# What to use for bedding?



## laurenlewis24 (Jul 2, 2013)

I have planned on giving the goats a large portion of my barn this spring for a while now and now I need to decide what type of bedding. It's an all cement/cinder block building with cement floors. I was thinking truck load of sand on bottom for spring when water runs in and cushioning, truck load of saw dust on top of that, and possibly even straw on top of that. I may wait to put straw on for later like in fall and winter. Suggestions? 

Sent from my HTC6500LVW using Goat Forum mobile app


----------



## sassykat6181 (Nov 28, 2012)

the sawdust will most likely get really messy on top of sand. straw can get expensive. my goats waste a lot of hay, and whatever they don't eat becomes bedding. We have dirt/stone dust floors in our barn, so I just strip them out and let the hay build up again. Its been really cold, so I have stripped it in a few weeks (keeps them warm)


----------



## laurenlewis24 (Jul 2, 2013)

I do the sawdust with sand in my chicken coop and have liked it. Just wanted opinions with goats 

Sent from my HTC6500LVW using Goat Forum mobile app


----------



## MsScamp (Feb 1, 2010)

I think you're going to find that the sand on top of the concrete is going to trap urine and create a big ammonia problem unless you have very good ventilation. The sand will also most likely get hauled out with the bedding causing you to have to keep replacing it. I would just go with wood shavings and/or straw/old hay. Be advised that wet wood shavings are like concrete if they are not cleaned out regularly and they have literally be chipped off a concrete floor. Learned that lesson the first winter I used my shed that has a concrete floor.


----------



## janeen128 (Dec 31, 2012)

I use pine shaving on top of the pelleted kind... I use old hay too;-)


----------



## canyontrailgoats (Jan 4, 2014)

I use old hay and wood chips from a local saw mill. I hate sawdust because it's so dusty and clogs my goat's noses, and sand is a pain in the neck to clean because it's so heavy when wet.
Peat moss is supposed to be the best bedding ever, because it's light and absorbs up to seven times it's volume. But it's expensive, so it comes down to how big the house is and how many goats you have.


----------



## austin4459 (Dec 20, 2013)

Been terribly cold here this year..
I bought a few netwrapped round bales of chopped corn stalk..
Picked up the 3 bales for 120 and is working better than I expected.
Will be doing again next year..

I set one in the center of the 40x40 area and they had made a nice cozy place in less than 48 hours. Then on top of hay waste there is plenty..


----------



## kccjer (Jan 27, 2012)

Peat moss may be able to absorb water but have you ever worked with it? If you buy the 30 cu foot bags of peat for your garden, the water sits on top forever before absorbing. And the dust from it is horrible when you are putting it down. I don't know that I would ever consider it for bedding.


----------



## DonnaBelle66 (Mar 4, 2013)

Too bad you have concrete, dirt floor with straw is best. 
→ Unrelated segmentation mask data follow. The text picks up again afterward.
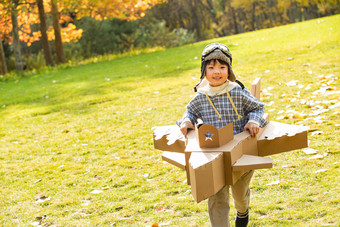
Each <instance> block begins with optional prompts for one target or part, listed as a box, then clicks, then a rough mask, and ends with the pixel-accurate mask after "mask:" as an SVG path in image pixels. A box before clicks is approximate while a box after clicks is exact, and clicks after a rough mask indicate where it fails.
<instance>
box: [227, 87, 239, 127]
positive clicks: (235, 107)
mask: <svg viewBox="0 0 340 227" xmlns="http://www.w3.org/2000/svg"><path fill="white" fill-rule="evenodd" d="M226 93H227V95H228V98H229V101H230V103H231V105H232V106H233V109H234V110H235V113H236V115H237V119H238V120H240V119H241V118H242V116H241V115H239V114H238V112H237V109H236V106H235V104H234V102H233V100H232V99H231V97H230V94H229V92H228V91H226Z"/></svg>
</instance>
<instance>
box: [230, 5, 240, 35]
mask: <svg viewBox="0 0 340 227" xmlns="http://www.w3.org/2000/svg"><path fill="white" fill-rule="evenodd" d="M227 7H228V8H229V9H230V12H231V18H232V23H233V27H234V30H235V33H234V34H238V33H239V30H238V27H237V19H236V14H235V9H234V8H233V7H232V6H231V0H229V1H227Z"/></svg>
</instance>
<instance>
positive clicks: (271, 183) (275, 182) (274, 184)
mask: <svg viewBox="0 0 340 227" xmlns="http://www.w3.org/2000/svg"><path fill="white" fill-rule="evenodd" d="M276 184H280V181H279V180H277V181H273V182H270V183H268V184H267V185H276Z"/></svg>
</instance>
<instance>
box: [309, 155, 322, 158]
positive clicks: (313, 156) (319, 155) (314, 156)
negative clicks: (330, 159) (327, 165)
mask: <svg viewBox="0 0 340 227" xmlns="http://www.w3.org/2000/svg"><path fill="white" fill-rule="evenodd" d="M323 157H324V156H323V155H321V154H316V155H314V156H312V157H310V158H309V159H323Z"/></svg>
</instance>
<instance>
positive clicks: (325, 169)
mask: <svg viewBox="0 0 340 227" xmlns="http://www.w3.org/2000/svg"><path fill="white" fill-rule="evenodd" d="M325 171H327V169H319V170H316V171H315V172H314V173H322V172H325Z"/></svg>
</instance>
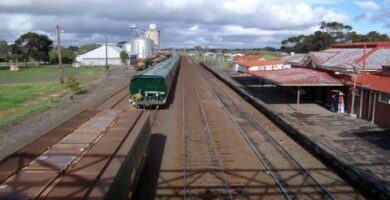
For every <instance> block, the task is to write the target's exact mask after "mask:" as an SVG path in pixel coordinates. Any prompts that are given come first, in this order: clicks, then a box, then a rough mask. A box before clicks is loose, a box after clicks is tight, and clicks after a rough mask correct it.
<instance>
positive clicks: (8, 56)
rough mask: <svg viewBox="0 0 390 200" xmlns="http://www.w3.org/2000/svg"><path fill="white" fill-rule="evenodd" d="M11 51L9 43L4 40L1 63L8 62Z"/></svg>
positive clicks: (1, 46)
mask: <svg viewBox="0 0 390 200" xmlns="http://www.w3.org/2000/svg"><path fill="white" fill-rule="evenodd" d="M10 53H11V49H10V47H9V46H8V43H7V42H6V41H4V40H2V41H0V62H7V61H8V59H9V55H10Z"/></svg>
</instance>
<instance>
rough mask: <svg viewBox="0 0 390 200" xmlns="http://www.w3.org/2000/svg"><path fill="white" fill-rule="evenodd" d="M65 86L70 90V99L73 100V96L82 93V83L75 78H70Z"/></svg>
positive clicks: (65, 83) (73, 77)
mask: <svg viewBox="0 0 390 200" xmlns="http://www.w3.org/2000/svg"><path fill="white" fill-rule="evenodd" d="M65 86H66V87H67V88H68V89H69V90H70V92H71V94H70V98H71V99H73V96H74V95H75V94H77V93H78V92H80V90H81V89H80V82H78V81H77V80H76V78H74V77H73V76H69V77H68V78H67V79H66V81H65Z"/></svg>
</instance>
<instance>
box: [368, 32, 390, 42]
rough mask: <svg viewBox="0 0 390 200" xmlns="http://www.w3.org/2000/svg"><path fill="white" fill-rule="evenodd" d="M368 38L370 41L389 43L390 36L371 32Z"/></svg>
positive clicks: (377, 32) (368, 33)
mask: <svg viewBox="0 0 390 200" xmlns="http://www.w3.org/2000/svg"><path fill="white" fill-rule="evenodd" d="M366 36H367V38H368V41H388V40H389V36H388V35H386V34H380V33H378V32H376V31H371V32H369V33H367V35H366Z"/></svg>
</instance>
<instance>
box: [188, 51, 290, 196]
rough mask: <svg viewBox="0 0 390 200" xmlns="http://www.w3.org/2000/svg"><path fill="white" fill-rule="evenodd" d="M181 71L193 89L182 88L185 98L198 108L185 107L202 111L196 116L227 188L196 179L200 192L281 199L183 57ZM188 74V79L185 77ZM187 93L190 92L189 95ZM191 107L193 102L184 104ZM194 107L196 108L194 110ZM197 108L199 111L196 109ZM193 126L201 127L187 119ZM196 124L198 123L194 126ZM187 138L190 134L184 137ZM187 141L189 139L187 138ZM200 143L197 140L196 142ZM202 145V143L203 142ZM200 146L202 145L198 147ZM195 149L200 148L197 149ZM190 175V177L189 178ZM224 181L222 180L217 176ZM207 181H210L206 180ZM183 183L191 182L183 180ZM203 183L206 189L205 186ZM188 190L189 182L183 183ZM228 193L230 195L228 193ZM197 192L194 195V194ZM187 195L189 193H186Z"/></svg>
mask: <svg viewBox="0 0 390 200" xmlns="http://www.w3.org/2000/svg"><path fill="white" fill-rule="evenodd" d="M183 60H184V61H183V63H182V70H186V72H185V73H184V74H187V75H186V76H187V77H186V76H185V77H184V80H188V79H189V80H190V81H189V83H191V86H192V87H193V88H194V89H195V90H186V91H188V95H187V96H186V97H185V99H186V100H185V101H187V102H191V101H198V102H196V103H197V104H199V107H200V108H193V109H194V111H191V109H189V110H186V111H187V112H189V113H190V115H191V114H193V113H194V112H203V115H202V116H198V117H197V118H198V119H199V118H200V119H202V118H203V119H202V120H203V122H202V123H203V124H204V126H205V125H206V126H207V127H208V129H209V130H208V131H209V132H210V135H209V136H210V140H212V142H213V143H214V145H215V149H214V150H213V151H215V152H216V153H217V154H218V155H219V160H220V161H219V162H220V166H219V168H218V169H217V170H218V172H219V173H221V172H222V173H223V174H222V175H223V176H224V177H226V179H225V182H226V183H225V184H227V186H226V187H227V189H226V190H225V191H224V192H225V193H222V194H221V193H220V192H221V191H220V190H217V188H216V187H210V186H209V185H208V183H209V182H207V180H204V181H203V182H199V183H198V184H199V185H200V186H204V187H203V188H201V189H202V190H203V191H202V190H198V192H203V195H207V194H208V195H210V196H213V195H214V196H213V197H221V198H222V197H225V198H249V199H251V198H256V197H258V195H259V194H261V195H262V196H263V197H266V198H268V199H283V195H282V193H281V192H280V190H278V187H277V186H276V185H275V183H274V181H273V180H272V179H271V177H270V176H269V175H268V174H267V171H266V170H265V169H264V168H263V167H262V166H261V164H260V162H259V161H258V160H257V158H256V157H255V155H254V154H253V153H252V152H251V150H250V148H249V146H248V145H246V144H245V142H244V141H243V139H242V138H241V137H240V135H239V134H238V133H237V130H236V129H235V127H234V126H233V125H232V123H231V122H230V119H229V118H228V117H227V116H226V115H225V114H224V112H223V110H222V109H221V105H220V104H219V102H218V100H217V99H215V97H214V96H213V95H212V93H211V91H210V90H209V88H208V87H207V86H206V84H205V81H206V80H204V78H202V77H203V76H202V74H200V72H199V71H198V69H197V66H196V65H194V63H193V62H192V61H191V60H189V59H183ZM188 77H191V78H188ZM191 93H194V94H192V95H191ZM188 104H189V105H191V106H194V105H195V104H194V103H188ZM197 110H198V111H197ZM199 110H201V111H199ZM189 123H193V126H195V127H198V129H199V127H201V126H200V125H199V124H198V123H199V122H198V123H196V121H193V120H192V121H190V122H189ZM197 124H198V125H197ZM188 137H189V139H188V140H191V138H190V137H191V135H189V136H188ZM187 142H189V141H187ZM199 142H201V141H199ZM202 145H206V144H205V142H203V144H202ZM202 149H204V148H202ZM199 151H202V150H201V148H200V149H199ZM198 157H199V159H201V158H202V154H198ZM213 170H214V168H211V169H210V168H207V167H206V168H204V169H203V173H204V174H206V173H210V172H211V171H213ZM190 178H191V177H190ZM220 180H224V179H220ZM208 181H210V180H208ZM187 182H191V181H190V180H187ZM207 186H208V187H209V188H207ZM187 187H189V189H191V185H189V186H187ZM229 193H230V194H229ZM199 195H201V193H200V194H198V196H199ZM210 196H209V197H210ZM190 197H191V196H190ZM203 197H204V196H203Z"/></svg>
Sent from my iPhone using Goat Forum


----------



## TDG-Farms (Jul 12, 2013)

Might try wood pallets (not pellets) on top of the concrete with straw on top of those. Would give a substantial amount of room for the pee to drop down. Easy enough to clean the straw off the pallets then pick em and move to spray the concrete.


----------



## janeen128 (Dec 31, 2012)

TDG-Farms said:


> Might try wood pallets (not pellets) on top of the concrete with straw on top of those. Would give a substantial amount of room for the pee to drop down. Easy enough to clean the straw off the pallets then pick em and move to spray the concrete.
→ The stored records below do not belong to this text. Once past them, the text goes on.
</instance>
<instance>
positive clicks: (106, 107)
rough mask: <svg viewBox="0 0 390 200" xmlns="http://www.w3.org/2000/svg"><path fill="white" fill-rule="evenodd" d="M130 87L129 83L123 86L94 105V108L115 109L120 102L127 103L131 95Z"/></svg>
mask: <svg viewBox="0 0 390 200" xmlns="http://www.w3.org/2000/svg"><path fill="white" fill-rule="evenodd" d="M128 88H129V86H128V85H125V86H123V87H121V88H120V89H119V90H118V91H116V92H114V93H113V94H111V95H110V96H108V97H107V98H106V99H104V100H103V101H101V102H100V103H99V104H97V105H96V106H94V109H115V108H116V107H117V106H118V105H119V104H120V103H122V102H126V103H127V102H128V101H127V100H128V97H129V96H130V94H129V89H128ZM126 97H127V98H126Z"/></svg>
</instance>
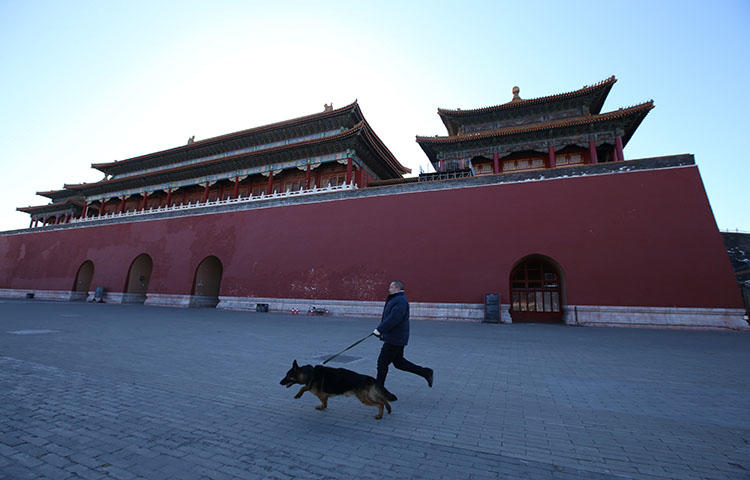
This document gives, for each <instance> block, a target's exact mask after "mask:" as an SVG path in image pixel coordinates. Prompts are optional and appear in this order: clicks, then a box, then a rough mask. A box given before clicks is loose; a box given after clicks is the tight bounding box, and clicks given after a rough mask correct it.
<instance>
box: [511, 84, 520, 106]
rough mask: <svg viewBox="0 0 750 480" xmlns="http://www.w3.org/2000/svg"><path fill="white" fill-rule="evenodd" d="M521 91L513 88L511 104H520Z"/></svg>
mask: <svg viewBox="0 0 750 480" xmlns="http://www.w3.org/2000/svg"><path fill="white" fill-rule="evenodd" d="M520 91H521V89H520V88H518V87H513V99H511V102H520V101H521V97H519V96H518V92H520Z"/></svg>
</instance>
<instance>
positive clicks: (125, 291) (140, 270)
mask: <svg viewBox="0 0 750 480" xmlns="http://www.w3.org/2000/svg"><path fill="white" fill-rule="evenodd" d="M153 265H154V262H153V261H152V260H151V257H150V256H149V255H148V254H146V253H142V254H140V255H138V256H137V257H135V260H133V263H131V264H130V269H129V270H128V279H127V283H126V284H125V293H124V294H123V295H122V303H143V302H145V301H146V292H147V291H148V282H149V280H151V269H152V268H153Z"/></svg>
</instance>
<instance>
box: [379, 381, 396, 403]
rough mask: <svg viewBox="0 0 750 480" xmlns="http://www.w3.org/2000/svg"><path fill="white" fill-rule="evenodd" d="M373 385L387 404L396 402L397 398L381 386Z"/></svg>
mask: <svg viewBox="0 0 750 480" xmlns="http://www.w3.org/2000/svg"><path fill="white" fill-rule="evenodd" d="M375 385H376V386H377V387H378V389H380V393H381V394H382V395H383V397H384V398H385V399H386V400H388V401H389V402H395V401H396V400H398V397H397V396H396V395H394V394H392V393H391V392H389V391H388V390H387V389H386V388H385V387H384V386H383V385H377V384H375Z"/></svg>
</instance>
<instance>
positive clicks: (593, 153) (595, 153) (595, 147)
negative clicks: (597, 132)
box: [589, 140, 599, 163]
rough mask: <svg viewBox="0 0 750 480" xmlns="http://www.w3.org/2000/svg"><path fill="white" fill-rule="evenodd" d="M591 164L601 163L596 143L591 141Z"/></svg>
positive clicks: (590, 147) (589, 155)
mask: <svg viewBox="0 0 750 480" xmlns="http://www.w3.org/2000/svg"><path fill="white" fill-rule="evenodd" d="M589 162H590V163H599V158H598V157H597V156H596V143H594V141H593V140H589Z"/></svg>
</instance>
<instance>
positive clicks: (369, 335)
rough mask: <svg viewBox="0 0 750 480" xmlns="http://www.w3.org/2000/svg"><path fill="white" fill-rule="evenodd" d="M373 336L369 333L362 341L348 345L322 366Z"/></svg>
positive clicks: (324, 361)
mask: <svg viewBox="0 0 750 480" xmlns="http://www.w3.org/2000/svg"><path fill="white" fill-rule="evenodd" d="M373 335H375V334H374V333H371V334H369V335H368V336H366V337H365V338H363V339H362V340H357V341H356V342H354V343H352V344H351V345H349V346H348V347H346V348H345V349H343V350H341V351H340V352H339V353H337V354H336V355H334V356H332V357H330V358H329V359H328V360H325V361H324V362H323V365H325V364H326V363H328V362H330V361H331V360H333V359H334V358H336V357H338V356H339V355H341V354H342V353H344V352H345V351H347V350H350V349H352V348H354V347H356V346H357V345H359V344H360V343H362V342H364V341H365V340H367V339H368V338H370V337H372V336H373Z"/></svg>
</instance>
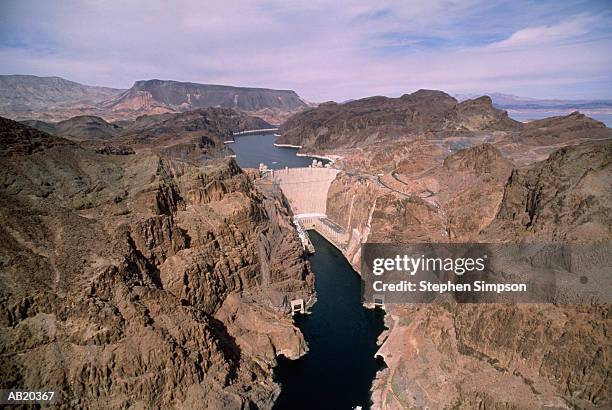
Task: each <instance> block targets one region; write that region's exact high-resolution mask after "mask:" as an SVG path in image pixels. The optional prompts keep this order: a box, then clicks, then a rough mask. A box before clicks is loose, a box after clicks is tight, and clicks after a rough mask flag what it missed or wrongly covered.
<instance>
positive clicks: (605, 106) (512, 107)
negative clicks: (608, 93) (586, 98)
mask: <svg viewBox="0 0 612 410" xmlns="http://www.w3.org/2000/svg"><path fill="white" fill-rule="evenodd" d="M485 94H486V95H488V96H489V97H491V100H492V101H493V105H495V106H496V107H497V108H502V109H558V110H562V109H573V110H580V109H597V108H612V100H559V99H538V98H529V97H518V96H516V95H512V94H502V93H485ZM481 95H483V94H456V95H455V98H457V99H458V100H459V101H464V100H469V99H473V98H477V97H480V96H481Z"/></svg>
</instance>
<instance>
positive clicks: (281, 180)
mask: <svg viewBox="0 0 612 410" xmlns="http://www.w3.org/2000/svg"><path fill="white" fill-rule="evenodd" d="M338 173H340V171H339V170H337V169H333V168H317V167H309V168H286V169H282V170H274V171H272V172H271V174H270V175H269V176H268V178H270V179H272V181H273V182H274V183H277V184H278V185H279V186H280V188H281V190H282V192H283V194H284V195H285V197H286V198H287V200H288V201H289V205H290V206H291V210H292V211H293V214H294V217H295V222H296V223H299V225H301V227H302V228H304V229H314V230H316V231H317V232H318V233H319V234H321V235H322V236H323V237H324V238H325V239H327V240H328V241H330V242H331V243H332V244H333V245H334V246H336V248H338V249H340V250H341V251H342V250H344V248H345V247H346V242H347V240H348V237H347V234H346V232H345V231H344V229H343V228H342V227H341V226H340V225H338V224H337V223H335V222H334V221H332V220H330V219H329V218H327V192H328V191H329V187H330V185H331V183H332V181H333V180H334V179H335V178H336V176H337V175H338Z"/></svg>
Actually I have pallets in my barn as well, they do work great;-)


----------



## audrey (Jul 17, 2012)

Absolutely put mats down first, you will really regret it if you don't. With mats, if you keep them bedded with sawdust, you can clean it every few days, and you won't have to worry about the ammonia building up too much. Thats what I do. I actually use pelleted bedding, but I spray it down a little so it starts to break up some. Its far more absorbent when the pellets are not totally whole.


----------